Le cose sono più difficili quando le finanze pubbliche sono in uno stato di acuta tensione ed i mercati  sono preoccupati per la solvibilità statale, come nel caso dell’Europa meridionale. Vi è scarsa evidenza empirica per questo insieme di condizioni, perché casi di tal genere erano rari fino a poco tempo fa. Ma è logico ritenere che il ripristino della sostenibilità delle finanze pubbliche possa avere effetti fortemente positivi sulla fiducia dei mercati ed i tassi obbligazionari. Al tempo stesso, se l’economia è già in forte contrazione, come spesso accade in queste situazioni un taglio della spesa è destinato ad avere gravi effetti negativi sulla domanda interna.

Il modo migliore per uscire dal dilemma è quello di adottare misure in grado di migliorare le finanze pubbliche a lungo termine senza produrre effetti negativi nel breve periodo, come la riforma del sistema pensionistico pubblico. L’aumento dell’età pensionabile, per esempio, migliora le prospettive della finanza pubblica, ma non pesa sulla domanda a breve termine.

Più in generale, sono auspicabili delle misure che credibilmente diano segnali di una finanza pubblica più forte in futuro – assumendo, ovviamente, che i governi abbiano ancora qualche credibilità. Nel caso in cui questa si sia dissipata, come in Grecia, le promesse non hanno valore, ed ai governi non resta altra scelta che il taglio immediato della spesa.

La comprensione di quali condizioni vengono soddisfatte, quando e come, può aiutare a definire l’agenda odierna. L’economia globale attualmente è in una fase di rallentamento; molti paesi europei – e l’Eurozona nel suo complesso- sono in recessione; i tassi di interesse delle banche centrali sono eccezionalmente bassi, ed è improbabile un loro rialzo a breve; ed i paesi più avanzati tagliano la spesa pubblica. Ciò comporta cautela nello sforzo di risanamento. Allo stesso tempo, i rapporti debito-PIL aumentano ancora, e molti paesi hanno perso l’accesso ai mercati o rischiano di perderlo, a causa delle precarie condizioni delle loro finanze pubbliche. Ciò, invece, implica la necessità di un ridimensionamento della spesa.
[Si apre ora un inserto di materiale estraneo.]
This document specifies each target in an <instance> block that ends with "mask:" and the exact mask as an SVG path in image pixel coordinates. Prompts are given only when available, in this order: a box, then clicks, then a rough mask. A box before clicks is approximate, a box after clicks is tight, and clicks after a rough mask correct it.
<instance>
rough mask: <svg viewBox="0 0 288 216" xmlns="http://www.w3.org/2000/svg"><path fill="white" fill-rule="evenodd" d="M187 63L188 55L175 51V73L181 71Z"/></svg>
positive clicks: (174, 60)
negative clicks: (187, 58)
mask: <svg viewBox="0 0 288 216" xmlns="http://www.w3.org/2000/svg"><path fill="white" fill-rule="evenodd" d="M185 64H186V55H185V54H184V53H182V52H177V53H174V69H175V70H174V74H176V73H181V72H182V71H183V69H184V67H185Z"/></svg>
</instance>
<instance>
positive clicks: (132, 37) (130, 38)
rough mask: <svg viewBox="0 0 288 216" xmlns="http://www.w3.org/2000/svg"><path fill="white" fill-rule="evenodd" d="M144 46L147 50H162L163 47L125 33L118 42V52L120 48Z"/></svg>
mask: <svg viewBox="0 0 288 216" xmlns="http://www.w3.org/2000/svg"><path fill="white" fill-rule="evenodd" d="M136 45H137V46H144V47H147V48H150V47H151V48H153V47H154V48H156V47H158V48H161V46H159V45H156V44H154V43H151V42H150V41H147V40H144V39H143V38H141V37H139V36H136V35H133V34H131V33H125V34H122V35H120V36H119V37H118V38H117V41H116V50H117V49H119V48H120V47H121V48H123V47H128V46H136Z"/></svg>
Sono dunque quattro le prescrizioni per i politici:

·         Ogni volta che è in gioco la sostenibilità della finanza pubblica (cosa che accade più o meno in tutto il mondo avanzato, ad eccezione dell’Australia, del Canada, e di pochi altri paesi dell’Europa settentrionale, inclusa la Germania) i paesi dovrebbero continuare nelle politiche di risanamento, ma ad un ritmo moderato.

·         I governi non dovrebbero aumentare gli sforzi di risanamento solo perché il rallentamento dell’economia riduce il gettito fiscale, e non dovrebbero mirare ad obiettivi di disavanzo nominale nel prossimo anno.

·         In condizioni di acuta pressione fiscale, i governi non possono permettersi di frenare il risanamento di bilancio. Ma, per quanto possibile, dovrebbero dare quanta più enfasi possibile alle riforme di spesa che migliorano le prospettive in modo credibile, limitando nel frattempo gli effetti negativi nel breve periodo.

·         Infine, i funzionari di tutto il mondo dovrebbero investire in quelle istituzioni che aiutano a convincere i mercati del loro impegno verso la sostenibilità della finanza pubblica.

In condizioni di pericolo, i funzionari non dovrebbero fare affidamento su scenari rosei e sperare di essere credibili. Piuttosto, dovrebbero comunicare con chiarezza ai mercati ed ai cittadini come la pensano e cosa intendono fare.